About the same time the final settlement of Asia was accomplished. The consul Manlius carried out an extensive expedition through the territory of the Galatians and reduced them to complete submission (189). The fact that Manlius acquired a staggering amount of booty and money by systematic extortion and warfare, and that the final defeat of the barbarians in their mountain strongholds of the Phrygian plateau involved great loss of life, tends to obliterate the real value of this achievement. It appears an act of wanton imperialism instead of a necessary piece of police work. The barbarians were a continual menace to the Greek and native communities of Asia Minor and only their complete submission would secure lasting peace, for the small army of Eumenes could hardly be expected to hold them back. The harsh and avaricious conduct of Manlius, who fought the barbarians with their own weapons, had turned a wise plan, well suited to Rome’s protectorate mission, into a shameful blot on her good name.

In the spring of 188 Manlius joined the ten senatorial commissioners at Apamea and the final treaty was signed and honoured by Antiochus. As laid down by the terms, the king was confined to Syria. A great part of the territory ceded by Antiochus was divided between Eumenes and the Rhodians, with the river Maeander as the boundary between; the continental possessions
of Rhodes were thus quadrupled, and the kingdom of Pergamum embraced more territory than the Italian federation including Sicily. The status of the Greek towns of the western seaboard proved a thorny question. Eumenes, the former champion of their liberty, now claimed sovereignty over them, but the Rhodians in jealousy urged their liberation, which had in fact been promised by the Scipios to those cities which surrendered. It was decided that cities previously subject to Antiochus were to be free (
liberae et immunes
), but those which had been tributary to Attalus and those which had opposed or seceded from the Romans during the war were to pay tribute to Eumenes; many individual exceptions were made. But since the liberated towns formed a barrier between Eumenes and the sea the king did not hesitate to claim Pamphylia, alleging that it was ‘on this side Taurus’, although he had been granted Telmessus, an enclave in Rhodian territory. Since the exact frontier was doubtful the Senate granted him western Pamphylia.

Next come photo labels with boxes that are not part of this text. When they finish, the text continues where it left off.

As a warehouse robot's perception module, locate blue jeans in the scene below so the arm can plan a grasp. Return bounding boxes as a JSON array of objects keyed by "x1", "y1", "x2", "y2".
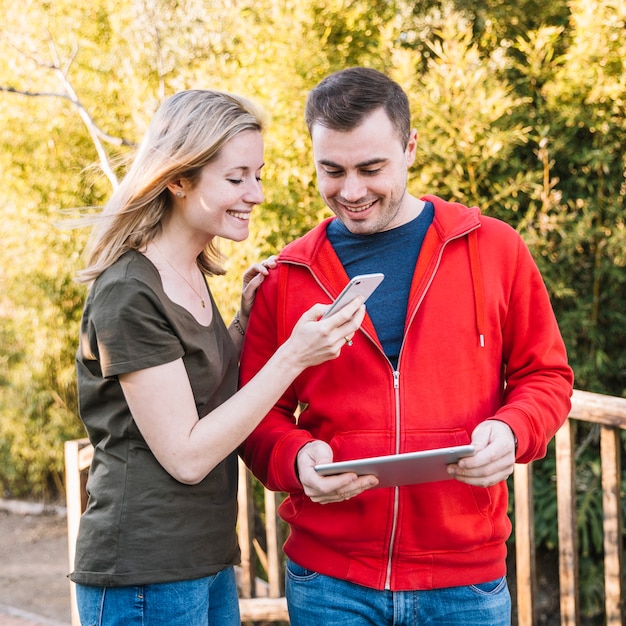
[
  {"x1": 286, "y1": 560, "x2": 511, "y2": 626},
  {"x1": 76, "y1": 567, "x2": 241, "y2": 626}
]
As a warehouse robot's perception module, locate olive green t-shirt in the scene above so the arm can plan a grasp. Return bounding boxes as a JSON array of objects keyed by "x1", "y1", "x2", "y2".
[{"x1": 70, "y1": 251, "x2": 239, "y2": 586}]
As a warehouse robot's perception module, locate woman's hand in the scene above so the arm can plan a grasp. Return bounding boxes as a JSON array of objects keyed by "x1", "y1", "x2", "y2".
[
  {"x1": 280, "y1": 296, "x2": 365, "y2": 371},
  {"x1": 239, "y1": 256, "x2": 277, "y2": 328}
]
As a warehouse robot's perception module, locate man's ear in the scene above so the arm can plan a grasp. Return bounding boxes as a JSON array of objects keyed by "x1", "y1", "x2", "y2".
[{"x1": 404, "y1": 128, "x2": 417, "y2": 167}]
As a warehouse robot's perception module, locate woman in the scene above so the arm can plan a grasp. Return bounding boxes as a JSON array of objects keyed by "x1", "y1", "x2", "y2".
[{"x1": 70, "y1": 90, "x2": 364, "y2": 626}]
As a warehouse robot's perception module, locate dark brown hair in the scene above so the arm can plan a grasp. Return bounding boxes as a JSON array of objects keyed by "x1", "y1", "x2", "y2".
[{"x1": 305, "y1": 67, "x2": 411, "y2": 148}]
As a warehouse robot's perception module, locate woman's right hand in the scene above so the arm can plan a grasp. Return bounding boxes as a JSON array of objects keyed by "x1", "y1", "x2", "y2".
[{"x1": 283, "y1": 297, "x2": 365, "y2": 369}]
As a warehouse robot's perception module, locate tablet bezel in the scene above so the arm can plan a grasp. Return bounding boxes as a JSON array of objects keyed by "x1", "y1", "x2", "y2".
[{"x1": 315, "y1": 444, "x2": 476, "y2": 487}]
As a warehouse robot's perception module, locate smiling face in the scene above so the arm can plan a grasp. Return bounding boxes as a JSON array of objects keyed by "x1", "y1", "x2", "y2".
[
  {"x1": 173, "y1": 130, "x2": 263, "y2": 241},
  {"x1": 311, "y1": 108, "x2": 419, "y2": 235}
]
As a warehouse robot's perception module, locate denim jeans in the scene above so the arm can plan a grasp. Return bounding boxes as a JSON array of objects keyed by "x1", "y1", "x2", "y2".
[
  {"x1": 286, "y1": 560, "x2": 511, "y2": 626},
  {"x1": 76, "y1": 567, "x2": 241, "y2": 626}
]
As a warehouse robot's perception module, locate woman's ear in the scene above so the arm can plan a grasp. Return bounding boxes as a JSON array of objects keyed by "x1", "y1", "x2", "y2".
[{"x1": 167, "y1": 178, "x2": 187, "y2": 198}]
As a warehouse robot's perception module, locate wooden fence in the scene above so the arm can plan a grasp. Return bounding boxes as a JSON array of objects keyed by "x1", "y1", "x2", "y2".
[{"x1": 65, "y1": 391, "x2": 626, "y2": 626}]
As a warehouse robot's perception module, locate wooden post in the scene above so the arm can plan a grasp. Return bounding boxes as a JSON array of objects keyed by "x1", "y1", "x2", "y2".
[
  {"x1": 237, "y1": 459, "x2": 256, "y2": 598},
  {"x1": 265, "y1": 489, "x2": 285, "y2": 598},
  {"x1": 556, "y1": 420, "x2": 579, "y2": 626},
  {"x1": 513, "y1": 463, "x2": 537, "y2": 626},
  {"x1": 600, "y1": 426, "x2": 625, "y2": 626}
]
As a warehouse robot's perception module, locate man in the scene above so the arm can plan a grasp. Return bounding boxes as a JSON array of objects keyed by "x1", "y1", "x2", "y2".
[{"x1": 241, "y1": 68, "x2": 573, "y2": 626}]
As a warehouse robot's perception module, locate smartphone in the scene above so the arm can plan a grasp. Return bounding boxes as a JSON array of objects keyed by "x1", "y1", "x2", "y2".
[{"x1": 322, "y1": 272, "x2": 385, "y2": 319}]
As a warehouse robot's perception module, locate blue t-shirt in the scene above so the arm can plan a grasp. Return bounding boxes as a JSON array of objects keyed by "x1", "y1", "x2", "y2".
[{"x1": 326, "y1": 202, "x2": 435, "y2": 369}]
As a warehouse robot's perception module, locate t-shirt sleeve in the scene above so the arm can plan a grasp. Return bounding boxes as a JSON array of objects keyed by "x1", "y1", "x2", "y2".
[{"x1": 88, "y1": 280, "x2": 184, "y2": 378}]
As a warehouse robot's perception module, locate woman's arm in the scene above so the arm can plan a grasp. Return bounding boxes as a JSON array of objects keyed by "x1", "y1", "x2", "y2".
[{"x1": 120, "y1": 298, "x2": 365, "y2": 484}]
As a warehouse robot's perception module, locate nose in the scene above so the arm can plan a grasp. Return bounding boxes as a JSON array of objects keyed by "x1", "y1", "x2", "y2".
[
  {"x1": 341, "y1": 174, "x2": 367, "y2": 202},
  {"x1": 246, "y1": 179, "x2": 265, "y2": 204}
]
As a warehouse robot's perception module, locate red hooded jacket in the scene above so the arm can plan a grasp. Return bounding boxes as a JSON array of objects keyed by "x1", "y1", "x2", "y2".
[{"x1": 241, "y1": 196, "x2": 573, "y2": 591}]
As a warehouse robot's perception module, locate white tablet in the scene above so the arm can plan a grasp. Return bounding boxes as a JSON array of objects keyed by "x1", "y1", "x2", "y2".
[{"x1": 315, "y1": 445, "x2": 476, "y2": 487}]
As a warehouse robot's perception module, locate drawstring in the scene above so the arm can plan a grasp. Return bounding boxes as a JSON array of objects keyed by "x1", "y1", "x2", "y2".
[{"x1": 468, "y1": 228, "x2": 485, "y2": 348}]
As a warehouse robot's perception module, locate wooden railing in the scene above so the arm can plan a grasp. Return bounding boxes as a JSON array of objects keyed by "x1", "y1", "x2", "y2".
[
  {"x1": 65, "y1": 391, "x2": 626, "y2": 626},
  {"x1": 514, "y1": 391, "x2": 626, "y2": 626}
]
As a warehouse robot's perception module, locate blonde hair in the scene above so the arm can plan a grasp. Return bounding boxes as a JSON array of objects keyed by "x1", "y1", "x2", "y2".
[{"x1": 77, "y1": 89, "x2": 264, "y2": 283}]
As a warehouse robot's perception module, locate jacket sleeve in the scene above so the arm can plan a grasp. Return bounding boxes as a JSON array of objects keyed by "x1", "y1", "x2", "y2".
[
  {"x1": 239, "y1": 266, "x2": 313, "y2": 493},
  {"x1": 495, "y1": 232, "x2": 574, "y2": 463}
]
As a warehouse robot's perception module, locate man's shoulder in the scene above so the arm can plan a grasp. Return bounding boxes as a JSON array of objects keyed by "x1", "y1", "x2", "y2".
[{"x1": 278, "y1": 217, "x2": 335, "y2": 263}]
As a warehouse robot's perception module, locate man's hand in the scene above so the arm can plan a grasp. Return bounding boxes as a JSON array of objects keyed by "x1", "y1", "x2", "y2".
[
  {"x1": 448, "y1": 419, "x2": 515, "y2": 487},
  {"x1": 296, "y1": 440, "x2": 378, "y2": 504}
]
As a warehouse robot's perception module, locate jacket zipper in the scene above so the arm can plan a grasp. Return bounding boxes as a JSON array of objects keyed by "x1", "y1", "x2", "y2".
[
  {"x1": 385, "y1": 370, "x2": 400, "y2": 590},
  {"x1": 378, "y1": 228, "x2": 474, "y2": 590}
]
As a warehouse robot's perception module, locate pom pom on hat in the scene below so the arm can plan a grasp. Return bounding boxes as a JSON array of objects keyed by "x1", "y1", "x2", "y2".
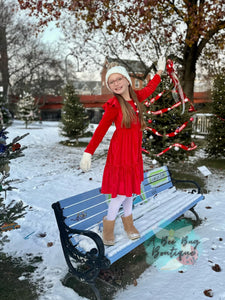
[{"x1": 105, "y1": 66, "x2": 132, "y2": 90}]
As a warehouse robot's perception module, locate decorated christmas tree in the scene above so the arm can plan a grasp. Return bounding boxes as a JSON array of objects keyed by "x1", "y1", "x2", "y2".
[
  {"x1": 206, "y1": 74, "x2": 225, "y2": 158},
  {"x1": 143, "y1": 60, "x2": 196, "y2": 164},
  {"x1": 16, "y1": 93, "x2": 40, "y2": 128},
  {"x1": 0, "y1": 127, "x2": 27, "y2": 249},
  {"x1": 62, "y1": 85, "x2": 89, "y2": 144}
]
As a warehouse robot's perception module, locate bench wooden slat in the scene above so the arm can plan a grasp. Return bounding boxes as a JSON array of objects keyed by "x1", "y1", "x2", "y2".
[
  {"x1": 52, "y1": 166, "x2": 204, "y2": 296},
  {"x1": 59, "y1": 188, "x2": 102, "y2": 209},
  {"x1": 106, "y1": 195, "x2": 204, "y2": 264}
]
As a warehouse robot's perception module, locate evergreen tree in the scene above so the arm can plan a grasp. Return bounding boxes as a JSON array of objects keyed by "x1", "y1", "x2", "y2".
[
  {"x1": 62, "y1": 84, "x2": 89, "y2": 144},
  {"x1": 0, "y1": 86, "x2": 12, "y2": 126},
  {"x1": 16, "y1": 93, "x2": 40, "y2": 128},
  {"x1": 206, "y1": 73, "x2": 225, "y2": 158},
  {"x1": 143, "y1": 61, "x2": 196, "y2": 164},
  {"x1": 0, "y1": 128, "x2": 27, "y2": 247}
]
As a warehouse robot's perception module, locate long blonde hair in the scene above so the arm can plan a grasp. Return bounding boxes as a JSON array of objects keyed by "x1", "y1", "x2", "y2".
[{"x1": 107, "y1": 62, "x2": 146, "y2": 130}]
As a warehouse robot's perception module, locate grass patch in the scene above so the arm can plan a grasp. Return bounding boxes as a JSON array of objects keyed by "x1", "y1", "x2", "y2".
[{"x1": 0, "y1": 252, "x2": 41, "y2": 300}]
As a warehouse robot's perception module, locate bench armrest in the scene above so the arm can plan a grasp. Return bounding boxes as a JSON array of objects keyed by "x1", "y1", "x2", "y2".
[{"x1": 171, "y1": 177, "x2": 202, "y2": 194}]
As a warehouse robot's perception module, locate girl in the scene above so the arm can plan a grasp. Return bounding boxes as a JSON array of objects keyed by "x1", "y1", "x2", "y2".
[{"x1": 80, "y1": 57, "x2": 166, "y2": 245}]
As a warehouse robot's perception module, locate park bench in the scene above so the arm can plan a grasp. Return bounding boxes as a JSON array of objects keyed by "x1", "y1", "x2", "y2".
[{"x1": 52, "y1": 166, "x2": 204, "y2": 299}]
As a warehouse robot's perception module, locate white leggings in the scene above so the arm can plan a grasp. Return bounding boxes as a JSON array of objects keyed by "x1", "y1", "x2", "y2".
[{"x1": 106, "y1": 195, "x2": 133, "y2": 221}]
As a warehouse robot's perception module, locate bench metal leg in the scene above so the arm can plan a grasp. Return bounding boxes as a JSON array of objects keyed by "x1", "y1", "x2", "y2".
[
  {"x1": 89, "y1": 283, "x2": 101, "y2": 300},
  {"x1": 189, "y1": 206, "x2": 201, "y2": 225}
]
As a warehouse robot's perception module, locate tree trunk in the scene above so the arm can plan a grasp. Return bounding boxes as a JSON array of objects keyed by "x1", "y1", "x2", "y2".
[
  {"x1": 0, "y1": 26, "x2": 9, "y2": 104},
  {"x1": 182, "y1": 44, "x2": 197, "y2": 101}
]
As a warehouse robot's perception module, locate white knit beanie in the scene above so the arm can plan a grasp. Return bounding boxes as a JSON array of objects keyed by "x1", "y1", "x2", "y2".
[{"x1": 105, "y1": 66, "x2": 132, "y2": 90}]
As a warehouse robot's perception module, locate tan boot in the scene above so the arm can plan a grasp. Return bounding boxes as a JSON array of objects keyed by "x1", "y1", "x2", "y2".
[
  {"x1": 102, "y1": 218, "x2": 115, "y2": 246},
  {"x1": 122, "y1": 214, "x2": 140, "y2": 240}
]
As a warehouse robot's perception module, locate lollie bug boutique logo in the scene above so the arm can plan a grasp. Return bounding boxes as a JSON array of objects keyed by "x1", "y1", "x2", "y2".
[{"x1": 144, "y1": 219, "x2": 200, "y2": 271}]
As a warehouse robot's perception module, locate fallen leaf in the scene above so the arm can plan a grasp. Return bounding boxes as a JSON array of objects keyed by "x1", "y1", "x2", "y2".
[{"x1": 204, "y1": 289, "x2": 213, "y2": 298}]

This settlement was a far cry from the proclamation of liberation for the Greeks with which Rome had entered the war. But it was a partial fulfilment, and showed clearly that the Romans themselves wished to wash their hands of Asia. In the autumn of 188 Manlius evacuated Asia, and after his army had been attacked by barbarians on its march through Thrace he arrived back in Italy, leaving Eumenes instead of a Roman army to be a bulwark against future disturbances. Pergamum would act as a wedge between Syria and Macedon, and at the same time limit the ambitions of the border states, Bithynia, Pontus, Cappadocia and Galatia. If Pergamum and Rhodes took a large share in frightening the Senate into war with Antiochus, it was certainly they, and not Rome, who reaped the main harvest. In little more than ten years Rome had overthrown the two great Hellenistic monarchies, but so far from having imperialistic aims, she had not left a single soldier behind in either Greece or Asia. She left the Hellenistic world free to abuse its liberty, and only when this occurred was she again unwillingly forced to intervene. But her patience was not inexhaustible.